Now it’s the day before the event and you have a total of twenty attendees, and you know from experience that at least a quarter of these will drop out. Fifty five empty seats! Disaster! Career ending! Embarrassing! You think “What have I done?”
Well, let’s just think for a minute about what you actually have done.
You’ve expanded your database. You now have a validated database (It’s been checked by all those calls the sale people made) which can be used for your marketing activity for the next few years.
You’ve written to all your customers and prospects and told them that you are launching an important new product. They needed to know!
Your sales people have phoned all these companies and will have spoken with a good proportion of them. As your sales team is professional in their approach, they have filled up their diaries with appointments to see the people who weren’t able to come. They’ve also ruled out those who do not have a need for what you are offering, further cleansing the database, and have set future call-back dates for those who are not ready for that. One or two salespeople have even turned up enquiries for other products, simply by talking to customers – how radical is that!
Not bad really. In fact, pretty damn good!
Of course, you also rang the venue the day before and got the seminar changed to a smaller room – you wanted it small and informal anyway!
Once the event is over, your sales people will get back on the phone and contact the few who said they would come and didn’t “Don’t worry”, they can say “let’s set a date for us to meet so I can give you the essence of what was covered.” They can then call the others, tell them they missed a very interesting seminar and continue the selling process from there.

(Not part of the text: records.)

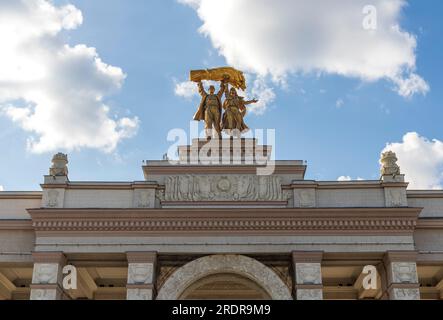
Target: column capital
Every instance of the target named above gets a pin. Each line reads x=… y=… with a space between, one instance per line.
x=399 y=256
x=49 y=257
x=307 y=256
x=141 y=257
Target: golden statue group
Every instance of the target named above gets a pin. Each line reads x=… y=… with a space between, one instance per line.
x=211 y=105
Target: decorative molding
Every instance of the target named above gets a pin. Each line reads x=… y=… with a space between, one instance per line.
x=253 y=220
x=139 y=294
x=16 y=225
x=151 y=170
x=223 y=188
x=404 y=272
x=309 y=294
x=250 y=268
x=44 y=294
x=308 y=273
x=395 y=197
x=405 y=294
x=45 y=273
x=305 y=198
x=430 y=223
x=140 y=273
x=144 y=198
x=21 y=195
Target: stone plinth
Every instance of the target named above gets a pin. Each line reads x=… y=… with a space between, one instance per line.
x=224 y=151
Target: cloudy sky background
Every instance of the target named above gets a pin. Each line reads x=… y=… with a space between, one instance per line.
x=106 y=80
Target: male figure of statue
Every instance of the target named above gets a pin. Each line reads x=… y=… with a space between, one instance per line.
x=210 y=109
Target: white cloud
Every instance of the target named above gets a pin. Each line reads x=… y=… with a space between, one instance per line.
x=186 y=89
x=348 y=178
x=339 y=103
x=53 y=90
x=281 y=37
x=420 y=159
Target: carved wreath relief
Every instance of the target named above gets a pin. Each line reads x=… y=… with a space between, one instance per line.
x=218 y=187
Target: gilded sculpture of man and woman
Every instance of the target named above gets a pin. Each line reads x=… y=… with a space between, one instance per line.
x=211 y=108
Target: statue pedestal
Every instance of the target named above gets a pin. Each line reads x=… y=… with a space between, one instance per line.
x=224 y=151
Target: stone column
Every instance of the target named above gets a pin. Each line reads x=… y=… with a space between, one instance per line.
x=307 y=275
x=401 y=275
x=47 y=277
x=141 y=275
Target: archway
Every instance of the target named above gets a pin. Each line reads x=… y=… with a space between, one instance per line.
x=241 y=271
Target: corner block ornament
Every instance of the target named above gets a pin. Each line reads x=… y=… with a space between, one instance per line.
x=404 y=272
x=308 y=273
x=389 y=165
x=140 y=273
x=59 y=165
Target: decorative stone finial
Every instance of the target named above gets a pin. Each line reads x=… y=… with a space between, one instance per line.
x=59 y=165
x=389 y=165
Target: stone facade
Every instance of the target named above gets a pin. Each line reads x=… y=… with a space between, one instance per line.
x=226 y=228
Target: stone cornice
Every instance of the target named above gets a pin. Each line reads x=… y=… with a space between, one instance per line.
x=21 y=195
x=225 y=222
x=430 y=223
x=16 y=225
x=219 y=169
x=102 y=185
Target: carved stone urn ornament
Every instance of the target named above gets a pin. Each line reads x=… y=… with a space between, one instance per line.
x=59 y=165
x=389 y=165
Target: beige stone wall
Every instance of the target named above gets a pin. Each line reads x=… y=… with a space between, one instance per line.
x=16 y=245
x=432 y=207
x=370 y=197
x=16 y=208
x=95 y=198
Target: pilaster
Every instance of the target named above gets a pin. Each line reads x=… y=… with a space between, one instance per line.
x=307 y=275
x=47 y=276
x=401 y=274
x=141 y=275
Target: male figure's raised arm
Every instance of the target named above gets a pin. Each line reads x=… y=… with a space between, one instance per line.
x=201 y=89
x=222 y=89
x=250 y=102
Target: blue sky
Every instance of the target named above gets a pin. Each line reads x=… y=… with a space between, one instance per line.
x=157 y=42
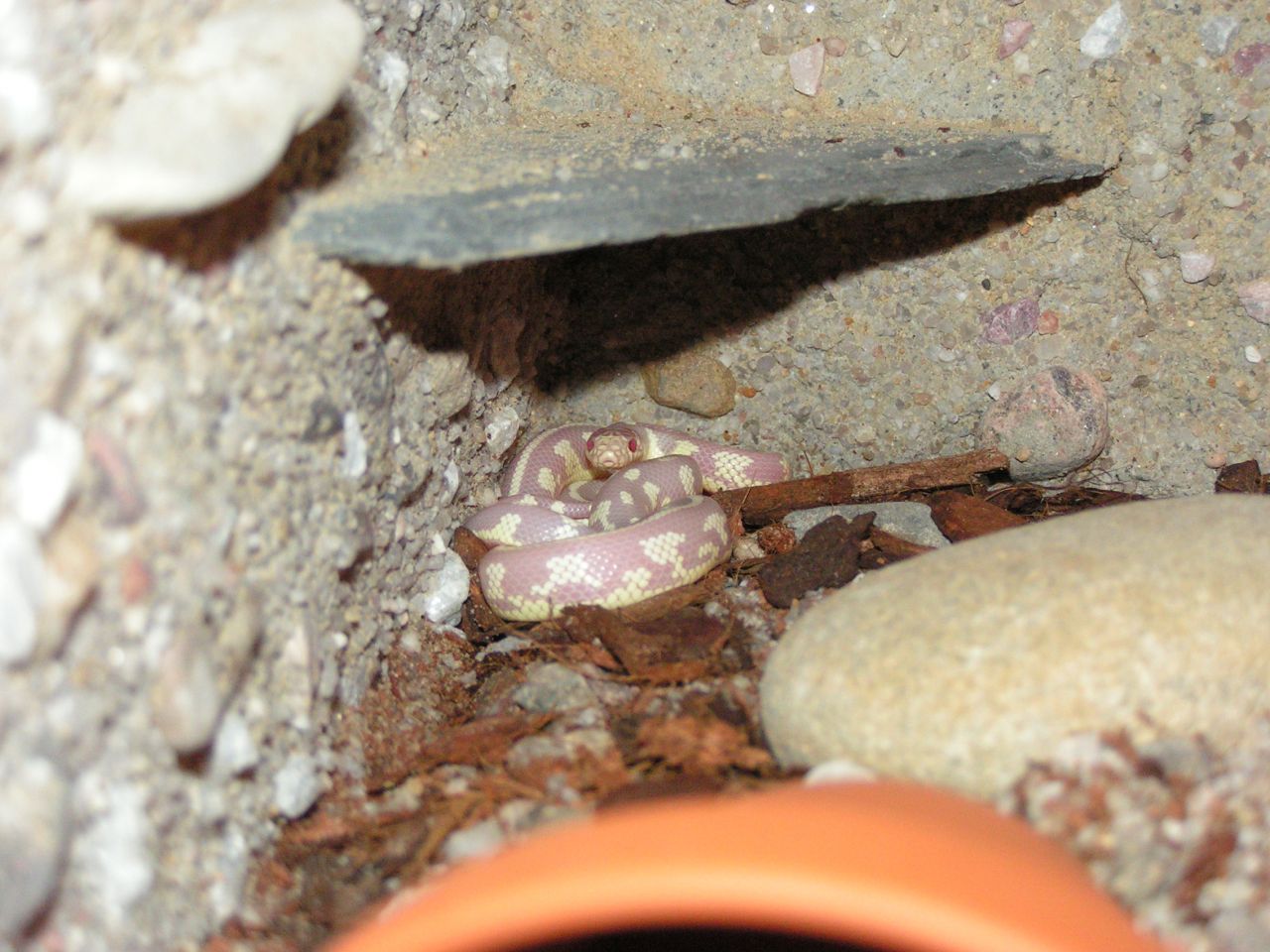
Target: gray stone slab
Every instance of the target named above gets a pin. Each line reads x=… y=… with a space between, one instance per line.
x=512 y=191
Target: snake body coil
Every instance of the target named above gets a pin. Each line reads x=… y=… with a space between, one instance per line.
x=563 y=538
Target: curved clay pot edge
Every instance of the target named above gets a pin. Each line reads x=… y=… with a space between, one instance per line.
x=826 y=860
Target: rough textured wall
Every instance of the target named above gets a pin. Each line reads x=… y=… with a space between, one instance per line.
x=227 y=476
x=230 y=468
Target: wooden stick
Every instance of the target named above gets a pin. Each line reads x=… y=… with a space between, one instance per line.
x=761 y=506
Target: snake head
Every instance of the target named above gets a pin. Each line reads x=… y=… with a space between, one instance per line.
x=613 y=447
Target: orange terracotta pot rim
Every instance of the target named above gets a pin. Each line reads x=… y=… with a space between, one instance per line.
x=898 y=866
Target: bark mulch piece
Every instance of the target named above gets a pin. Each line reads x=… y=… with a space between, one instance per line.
x=676 y=648
x=828 y=556
x=960 y=517
x=679 y=699
x=1241 y=477
x=761 y=506
x=1030 y=499
x=699 y=746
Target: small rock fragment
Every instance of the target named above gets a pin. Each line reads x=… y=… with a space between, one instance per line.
x=234 y=749
x=298 y=785
x=447 y=590
x=500 y=430
x=222 y=111
x=1014 y=36
x=71 y=570
x=1105 y=36
x=807 y=67
x=1197 y=266
x=479 y=839
x=26 y=109
x=1049 y=425
x=693 y=382
x=1248 y=58
x=1228 y=197
x=40 y=481
x=185 y=696
x=1007 y=324
x=35 y=826
x=114 y=851
x=492 y=56
x=910 y=521
x=354 y=447
x=1255 y=298
x=1216 y=33
x=552 y=687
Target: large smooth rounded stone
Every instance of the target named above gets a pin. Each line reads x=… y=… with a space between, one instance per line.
x=959 y=666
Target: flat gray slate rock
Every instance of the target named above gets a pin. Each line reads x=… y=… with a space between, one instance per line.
x=509 y=191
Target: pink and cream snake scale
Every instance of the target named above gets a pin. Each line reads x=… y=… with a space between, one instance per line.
x=564 y=538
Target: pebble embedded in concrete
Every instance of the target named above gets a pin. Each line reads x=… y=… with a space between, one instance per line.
x=807 y=67
x=1049 y=424
x=1106 y=35
x=447 y=590
x=694 y=382
x=1255 y=298
x=40 y=481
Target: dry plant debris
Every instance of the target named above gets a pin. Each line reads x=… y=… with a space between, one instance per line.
x=599 y=707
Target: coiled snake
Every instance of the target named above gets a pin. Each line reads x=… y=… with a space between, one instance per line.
x=563 y=538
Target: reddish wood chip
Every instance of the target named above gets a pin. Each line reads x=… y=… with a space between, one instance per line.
x=483 y=742
x=828 y=556
x=662 y=788
x=960 y=517
x=1241 y=477
x=896 y=547
x=1207 y=862
x=776 y=538
x=676 y=648
x=699 y=746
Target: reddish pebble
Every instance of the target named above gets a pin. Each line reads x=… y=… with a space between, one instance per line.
x=1246 y=59
x=1051 y=424
x=1010 y=322
x=134 y=580
x=1014 y=35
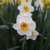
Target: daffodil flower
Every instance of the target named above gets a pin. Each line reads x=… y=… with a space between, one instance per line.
x=25 y=7
x=42 y=3
x=24 y=27
x=24 y=16
x=33 y=36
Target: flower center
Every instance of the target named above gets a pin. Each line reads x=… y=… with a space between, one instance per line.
x=25 y=8
x=32 y=32
x=23 y=16
x=24 y=26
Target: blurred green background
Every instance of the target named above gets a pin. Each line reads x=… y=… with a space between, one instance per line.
x=9 y=38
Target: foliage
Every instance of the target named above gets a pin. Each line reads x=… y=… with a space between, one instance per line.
x=9 y=38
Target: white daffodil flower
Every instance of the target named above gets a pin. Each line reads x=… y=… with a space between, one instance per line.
x=24 y=27
x=24 y=16
x=25 y=7
x=41 y=3
x=34 y=35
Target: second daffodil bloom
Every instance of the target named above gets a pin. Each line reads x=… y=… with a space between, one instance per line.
x=24 y=16
x=25 y=7
x=34 y=35
x=24 y=27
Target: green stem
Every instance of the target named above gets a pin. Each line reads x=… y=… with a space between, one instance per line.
x=24 y=46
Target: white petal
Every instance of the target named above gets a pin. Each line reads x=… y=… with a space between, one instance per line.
x=16 y=26
x=36 y=33
x=28 y=32
x=20 y=32
x=33 y=37
x=32 y=25
x=31 y=9
x=20 y=8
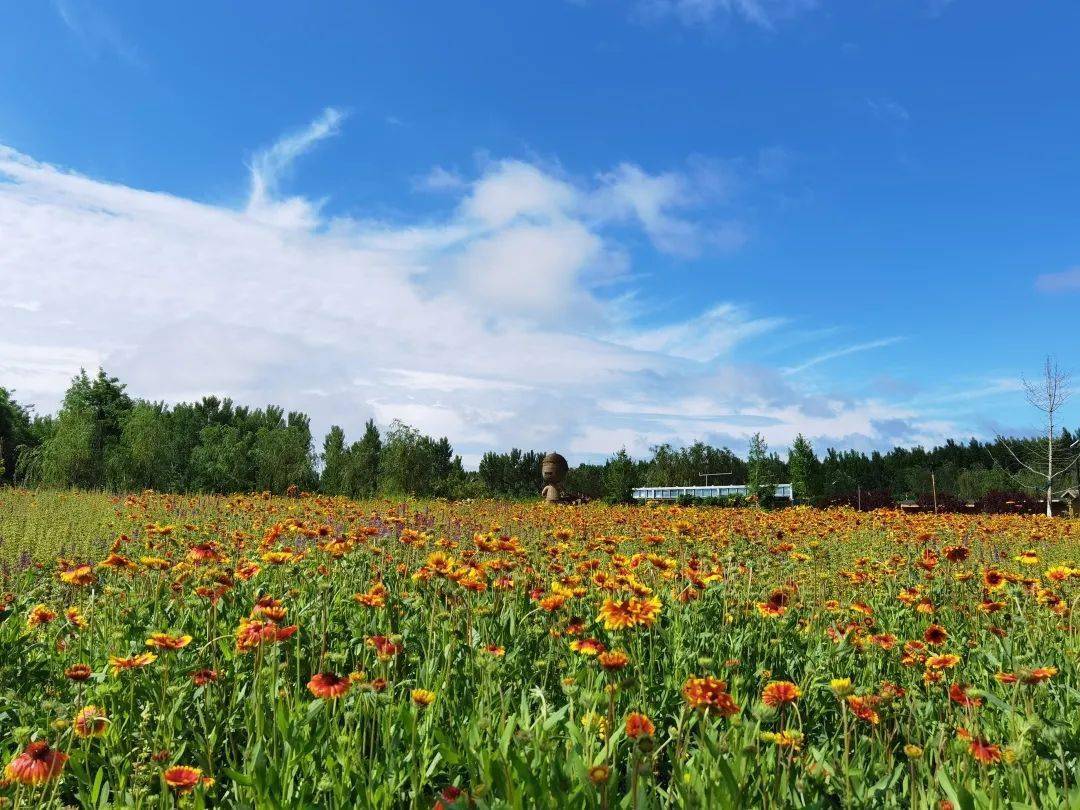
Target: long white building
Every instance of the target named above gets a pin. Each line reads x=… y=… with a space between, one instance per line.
x=730 y=490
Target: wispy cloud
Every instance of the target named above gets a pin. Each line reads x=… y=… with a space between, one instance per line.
x=1063 y=282
x=96 y=31
x=842 y=353
x=888 y=109
x=500 y=323
x=270 y=165
x=763 y=13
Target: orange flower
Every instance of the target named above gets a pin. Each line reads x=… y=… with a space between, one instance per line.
x=617 y=615
x=91 y=721
x=985 y=753
x=376 y=596
x=144 y=659
x=994 y=579
x=328 y=686
x=255 y=632
x=201 y=677
x=183 y=778
x=613 y=661
x=710 y=694
x=935 y=634
x=1038 y=675
x=422 y=698
x=79 y=672
x=117 y=561
x=638 y=725
x=40 y=615
x=863 y=709
x=165 y=642
x=588 y=646
x=946 y=661
x=780 y=692
x=385 y=648
x=957 y=553
x=958 y=693
x=37 y=765
x=80 y=576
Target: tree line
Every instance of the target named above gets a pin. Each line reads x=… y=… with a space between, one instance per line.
x=103 y=439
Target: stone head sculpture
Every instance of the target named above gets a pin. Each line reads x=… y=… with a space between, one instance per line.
x=553 y=470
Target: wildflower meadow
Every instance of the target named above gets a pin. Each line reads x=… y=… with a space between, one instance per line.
x=312 y=651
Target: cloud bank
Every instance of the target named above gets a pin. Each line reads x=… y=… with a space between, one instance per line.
x=512 y=320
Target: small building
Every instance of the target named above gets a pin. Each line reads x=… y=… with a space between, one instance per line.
x=783 y=491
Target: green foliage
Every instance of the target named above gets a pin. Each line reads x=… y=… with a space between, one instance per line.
x=413 y=463
x=15 y=433
x=760 y=480
x=514 y=474
x=805 y=470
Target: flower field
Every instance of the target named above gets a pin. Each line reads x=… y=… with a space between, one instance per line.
x=258 y=651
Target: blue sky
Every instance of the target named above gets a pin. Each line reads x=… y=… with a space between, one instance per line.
x=557 y=225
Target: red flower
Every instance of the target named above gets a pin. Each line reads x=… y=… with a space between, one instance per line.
x=958 y=693
x=779 y=692
x=638 y=725
x=935 y=634
x=183 y=778
x=201 y=677
x=79 y=672
x=328 y=686
x=985 y=753
x=37 y=765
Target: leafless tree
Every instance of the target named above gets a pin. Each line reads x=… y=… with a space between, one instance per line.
x=1048 y=395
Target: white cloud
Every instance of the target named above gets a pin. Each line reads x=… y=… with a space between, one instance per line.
x=96 y=31
x=763 y=13
x=888 y=109
x=270 y=165
x=1063 y=282
x=502 y=323
x=834 y=353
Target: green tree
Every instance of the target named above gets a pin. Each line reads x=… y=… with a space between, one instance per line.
x=805 y=470
x=362 y=477
x=759 y=470
x=335 y=462
x=620 y=477
x=144 y=455
x=15 y=434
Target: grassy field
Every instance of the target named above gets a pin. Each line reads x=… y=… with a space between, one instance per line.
x=258 y=651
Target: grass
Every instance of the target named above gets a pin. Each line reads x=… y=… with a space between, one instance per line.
x=458 y=639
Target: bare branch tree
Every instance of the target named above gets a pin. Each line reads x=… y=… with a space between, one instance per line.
x=1048 y=395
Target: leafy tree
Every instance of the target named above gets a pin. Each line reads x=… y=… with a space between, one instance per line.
x=335 y=462
x=362 y=477
x=144 y=455
x=620 y=477
x=514 y=474
x=805 y=470
x=413 y=463
x=15 y=434
x=760 y=483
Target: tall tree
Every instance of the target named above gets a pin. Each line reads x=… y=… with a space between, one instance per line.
x=620 y=477
x=14 y=434
x=805 y=470
x=335 y=462
x=362 y=480
x=1048 y=395
x=759 y=482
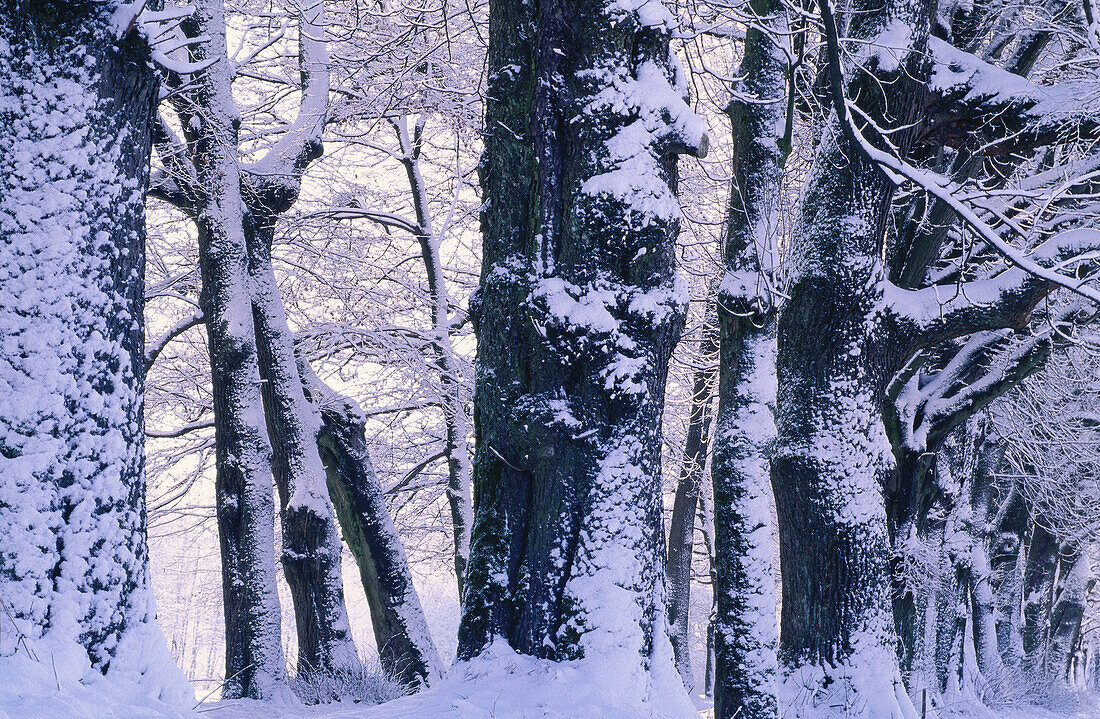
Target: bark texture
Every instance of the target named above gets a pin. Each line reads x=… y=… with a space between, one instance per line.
x=244 y=502
x=77 y=97
x=576 y=314
x=400 y=631
x=837 y=646
x=684 y=505
x=745 y=631
x=311 y=548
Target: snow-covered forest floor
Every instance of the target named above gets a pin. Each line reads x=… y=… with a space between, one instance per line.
x=492 y=700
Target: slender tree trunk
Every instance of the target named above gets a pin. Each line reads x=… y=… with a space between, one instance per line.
x=244 y=502
x=455 y=417
x=311 y=548
x=682 y=522
x=77 y=100
x=706 y=529
x=1038 y=577
x=1067 y=611
x=400 y=631
x=576 y=314
x=745 y=632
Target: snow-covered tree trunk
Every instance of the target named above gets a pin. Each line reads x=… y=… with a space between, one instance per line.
x=1040 y=574
x=77 y=101
x=311 y=548
x=684 y=504
x=838 y=648
x=238 y=206
x=745 y=631
x=455 y=415
x=1067 y=610
x=576 y=314
x=400 y=630
x=244 y=501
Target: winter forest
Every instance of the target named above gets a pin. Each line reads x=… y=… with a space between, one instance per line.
x=550 y=358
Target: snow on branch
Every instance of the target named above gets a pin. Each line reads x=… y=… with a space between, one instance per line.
x=943 y=312
x=154 y=350
x=301 y=142
x=162 y=31
x=991 y=111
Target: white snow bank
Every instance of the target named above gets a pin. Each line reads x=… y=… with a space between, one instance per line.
x=52 y=678
x=499 y=684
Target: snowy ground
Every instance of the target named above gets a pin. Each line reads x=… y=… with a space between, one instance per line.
x=480 y=705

An event is a focal point. It’s a reason to contact people. It is not the end in itself. The aim is to sell your products or services, not to fill a room for a couple of hours. If you plan it with this in mind, and make sure your management and colleagues are aware that this is how it works, you can see that the event is just another step in a successful marketing/sales strategy. Ask yourself, would you rather look back in six months or so and say “We had a great event, shame the sales figures didn’t match up” or would it be better if you could talk about your glowing sales figures?
The old adage of the three most important things in sales being follow up, follow up and follow up is as true here as it in any other area of sales activity. And with that in mind, don’t forget to follow up the ones who actually did attend too!